Hal Holding, the Curaçao-registered holding company that controls Safilo through Multibrands Italy, cut its stake in the eyewear company to 49.84 percent on Jan. 11 from the 50.75 percent interest it held after the completion of an issue of new shares worth nearly €150 million.

Before the cash call carried out in December, Multibrands had a 41.6 percent stake in Safilo. But it had pledged to subscribe its share of the capital increase and to take up any unexercised rights.

Meanwhile, a Paris-based asset management company, BDL Capital Management, increased its interest in Safilo to 14.996 percent from 9.46 percent previously. There was speculation about why BDL was building up a stake. However, the firm said that it is not acting in concert with other investors nor does it plan to take over Safilo. It also indicated that it would not call for changes to Safilo's board or to its auditing company until their mandates expire.

The latest stock exchange filings also showed that Vittorio Tabacchi, a former chairman of Safilo and a member of the founding family, saw his and his family's stake drop to 1.77 percent from a previously known level of 7.70 percent. They also indicated that Brandes Investment Partners held a stake of 2.78 percent on Jan. 7, down from 10.53 percent on Dec. 20.

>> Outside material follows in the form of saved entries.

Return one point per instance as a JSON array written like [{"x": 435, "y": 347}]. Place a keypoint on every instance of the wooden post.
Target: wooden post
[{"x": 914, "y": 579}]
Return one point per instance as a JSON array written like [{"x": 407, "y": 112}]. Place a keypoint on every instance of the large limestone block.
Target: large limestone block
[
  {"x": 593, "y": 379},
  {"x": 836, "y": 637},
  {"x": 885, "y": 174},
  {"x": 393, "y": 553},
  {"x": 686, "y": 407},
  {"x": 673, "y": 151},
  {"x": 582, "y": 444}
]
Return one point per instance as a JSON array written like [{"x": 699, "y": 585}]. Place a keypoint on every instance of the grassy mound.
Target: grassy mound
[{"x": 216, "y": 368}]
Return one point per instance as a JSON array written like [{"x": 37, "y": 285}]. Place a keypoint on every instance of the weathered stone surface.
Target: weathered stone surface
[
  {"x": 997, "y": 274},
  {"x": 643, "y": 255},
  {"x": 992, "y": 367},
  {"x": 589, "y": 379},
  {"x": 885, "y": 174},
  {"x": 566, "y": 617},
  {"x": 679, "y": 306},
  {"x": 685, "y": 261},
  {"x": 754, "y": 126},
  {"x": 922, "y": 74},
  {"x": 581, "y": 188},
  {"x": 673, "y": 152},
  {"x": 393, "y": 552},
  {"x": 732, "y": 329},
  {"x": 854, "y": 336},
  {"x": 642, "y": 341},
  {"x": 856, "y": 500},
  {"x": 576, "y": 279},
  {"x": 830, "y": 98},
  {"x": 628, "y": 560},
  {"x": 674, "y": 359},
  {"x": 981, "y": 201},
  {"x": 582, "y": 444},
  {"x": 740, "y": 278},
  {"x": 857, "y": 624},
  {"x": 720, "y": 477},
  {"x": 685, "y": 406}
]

Meanwhile, Safilo's chief executive, Angelo Trocchia, started talks with the unions on Jan. 9 about the issue of overcapacity as Kering Eyewear scales down a production agreement with the group for its Gucci styles. However, the most significant bellwether for Safilo's cost-cutting and production adjustment plans will be LVMH's decision on whether to renew the Dior license expiring at the end of 2020.

Safilo is widely expected to have clearer indications of the French luxury goods conglomerate's intentions in the second half of this year.

In the first meeting with the unions, Safilo discussed the transfer of the warehouse for returned products located within the Longarone manufacturing site to the group's distribution center in Padua. The move concerns 43 workers in Longarone. The next meeting between the management and the unions is scheduled for Feb. 4.

Safilo is currently suffering an estimated overcapacity of 15 percent at its Italian plants, largely due to the planned reduction in the production of Gucci glasses. The company is believed to have sought to increase the volume guaranteed by its strategic product partnership agreement signed with Kering by one million items per year, but the French group, which owns Gucci, refused.

After losing the Gucci license at the end of 2016, Safilo entered a four-year supply agreement with the French conglomerate. Under the deal, Safilo was the exclusive producer of Gucci eyewear until the end of 2018. From this year on, the minimum quantities purchased by Kering have been halved.